携帯電話事業者は,通信・放送の両インフラを使って「映像を見るケータイ」の普及を図り,機器メーカーはその動きを後押しする。「まずは高速の通信ネットワークを使って映像配信サービスを提供し,携帯電話機で映像を見るという下地をつくる。それを足掛かりに,地上デジタル放送サービスへの対応を始めたい」(スウェーデンEricsson社 Senior Vice President and General Manager,Research and DevelopmentでChief Technology OfficerのHåkan Eriksson氏)。
映像対応の機種は,2005年を境に一気に増えそうだ。中心となるのは,地上デジタル放送を受信する機能を持つ携帯電話機である。例えばフィンランドNokia Corp.は同社ブースで,地上デジタル放送対応の携帯電話機を実演しながら「テレビ放送受信機能はさらに多くの携帯電話機で搭載されていく」(ブースの担当者)と訴えた。米Motorola,Inc.も「ユーザーが求めているものを提供するのは当然のこと。今回は見せられないが,テレビ視聴ができる携帯電話機は2005年内には用意する」(同社 Personal Devices Business,PresidentのRon Garriques氏)と積極的な姿勢を示した。2006年にはドイツでサッカーのワールドカップが開催されることになっており「ワールドカップを外出先でも見られるようにする」(オランダPhilips Semiconductors社 Busi-ness Development TV on MobileのKees Joosse氏)が合言葉になっていた。

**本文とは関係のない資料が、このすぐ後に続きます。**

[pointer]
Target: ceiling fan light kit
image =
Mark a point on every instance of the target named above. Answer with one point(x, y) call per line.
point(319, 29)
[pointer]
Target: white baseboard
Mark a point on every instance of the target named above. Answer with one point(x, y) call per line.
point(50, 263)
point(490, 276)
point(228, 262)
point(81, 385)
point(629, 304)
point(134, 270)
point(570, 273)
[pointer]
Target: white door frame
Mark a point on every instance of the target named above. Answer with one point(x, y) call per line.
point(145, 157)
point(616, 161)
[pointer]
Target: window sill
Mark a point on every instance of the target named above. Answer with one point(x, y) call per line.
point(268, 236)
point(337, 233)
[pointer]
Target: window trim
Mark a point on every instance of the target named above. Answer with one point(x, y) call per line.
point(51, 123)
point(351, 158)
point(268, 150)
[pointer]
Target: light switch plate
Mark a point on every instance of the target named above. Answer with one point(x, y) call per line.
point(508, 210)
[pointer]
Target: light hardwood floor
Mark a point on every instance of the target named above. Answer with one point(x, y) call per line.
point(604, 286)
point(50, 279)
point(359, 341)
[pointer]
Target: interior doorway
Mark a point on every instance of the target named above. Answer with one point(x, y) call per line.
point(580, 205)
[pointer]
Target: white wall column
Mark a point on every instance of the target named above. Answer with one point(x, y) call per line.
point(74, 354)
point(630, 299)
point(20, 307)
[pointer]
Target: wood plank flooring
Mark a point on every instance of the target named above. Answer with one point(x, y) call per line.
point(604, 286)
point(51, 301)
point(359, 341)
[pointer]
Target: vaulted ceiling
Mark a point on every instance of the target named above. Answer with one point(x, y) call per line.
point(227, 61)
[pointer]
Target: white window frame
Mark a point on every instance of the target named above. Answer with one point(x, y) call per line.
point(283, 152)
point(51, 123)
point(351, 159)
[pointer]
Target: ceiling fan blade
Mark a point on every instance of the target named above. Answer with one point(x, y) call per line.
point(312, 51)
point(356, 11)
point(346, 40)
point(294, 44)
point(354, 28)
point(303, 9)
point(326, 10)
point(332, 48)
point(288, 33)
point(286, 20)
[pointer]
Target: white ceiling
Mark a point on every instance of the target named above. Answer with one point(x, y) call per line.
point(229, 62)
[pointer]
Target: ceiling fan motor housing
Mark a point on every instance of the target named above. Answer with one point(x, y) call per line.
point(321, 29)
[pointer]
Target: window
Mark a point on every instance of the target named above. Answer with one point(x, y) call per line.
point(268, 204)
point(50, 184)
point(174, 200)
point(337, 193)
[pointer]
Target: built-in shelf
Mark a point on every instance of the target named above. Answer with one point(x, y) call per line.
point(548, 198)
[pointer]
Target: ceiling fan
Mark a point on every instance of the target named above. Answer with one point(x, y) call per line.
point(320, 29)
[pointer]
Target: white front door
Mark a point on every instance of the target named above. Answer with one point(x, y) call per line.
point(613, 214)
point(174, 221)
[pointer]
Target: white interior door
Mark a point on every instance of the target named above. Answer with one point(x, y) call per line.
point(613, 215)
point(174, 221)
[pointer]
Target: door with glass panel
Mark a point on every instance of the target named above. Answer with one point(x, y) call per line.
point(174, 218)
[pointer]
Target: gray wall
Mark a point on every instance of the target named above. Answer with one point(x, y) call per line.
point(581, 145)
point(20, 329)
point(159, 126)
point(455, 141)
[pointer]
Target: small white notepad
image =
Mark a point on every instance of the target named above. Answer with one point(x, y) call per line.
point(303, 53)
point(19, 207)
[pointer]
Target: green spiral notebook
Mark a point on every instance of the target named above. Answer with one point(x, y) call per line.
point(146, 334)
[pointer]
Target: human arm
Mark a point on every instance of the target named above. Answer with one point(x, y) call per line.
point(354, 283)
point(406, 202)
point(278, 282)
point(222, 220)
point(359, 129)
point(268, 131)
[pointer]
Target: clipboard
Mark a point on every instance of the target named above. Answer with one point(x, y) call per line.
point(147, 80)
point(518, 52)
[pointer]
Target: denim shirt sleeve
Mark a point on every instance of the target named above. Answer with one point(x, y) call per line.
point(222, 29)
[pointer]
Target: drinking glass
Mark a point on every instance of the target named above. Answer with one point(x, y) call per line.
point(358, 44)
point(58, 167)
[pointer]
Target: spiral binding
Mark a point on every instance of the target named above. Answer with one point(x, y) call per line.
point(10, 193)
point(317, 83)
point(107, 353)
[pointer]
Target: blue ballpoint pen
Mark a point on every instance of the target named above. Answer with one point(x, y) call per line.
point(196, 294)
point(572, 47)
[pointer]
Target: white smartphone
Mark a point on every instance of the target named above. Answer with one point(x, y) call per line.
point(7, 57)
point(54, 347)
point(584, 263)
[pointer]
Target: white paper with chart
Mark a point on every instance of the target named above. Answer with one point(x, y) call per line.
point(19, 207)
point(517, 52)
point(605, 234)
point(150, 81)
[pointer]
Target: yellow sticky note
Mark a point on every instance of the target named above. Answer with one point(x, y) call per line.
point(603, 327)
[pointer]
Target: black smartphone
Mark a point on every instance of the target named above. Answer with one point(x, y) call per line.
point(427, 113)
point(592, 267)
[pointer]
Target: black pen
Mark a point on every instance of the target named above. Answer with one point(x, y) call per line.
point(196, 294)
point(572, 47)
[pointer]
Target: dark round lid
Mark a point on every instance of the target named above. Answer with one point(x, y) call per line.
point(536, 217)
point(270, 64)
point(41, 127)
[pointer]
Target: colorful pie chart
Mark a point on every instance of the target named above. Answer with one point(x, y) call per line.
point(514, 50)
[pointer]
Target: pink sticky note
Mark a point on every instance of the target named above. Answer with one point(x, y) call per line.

ここ数年,携帯電話業界では,軽量化やインターネット対応,決済機能などに関して日本の市場が突出した。その時間差は「3年くらいあるだろう」(英Toshiba Electronics Europe GMBHの担当者)といわれてきた。ところが,今回の3GSM World Congress 2005を見る限り,動画や音声を手軽に楽しめる高速通信サービスの提供やデジタル放送への対応は,日本とほぼ同時期に始められそうだ。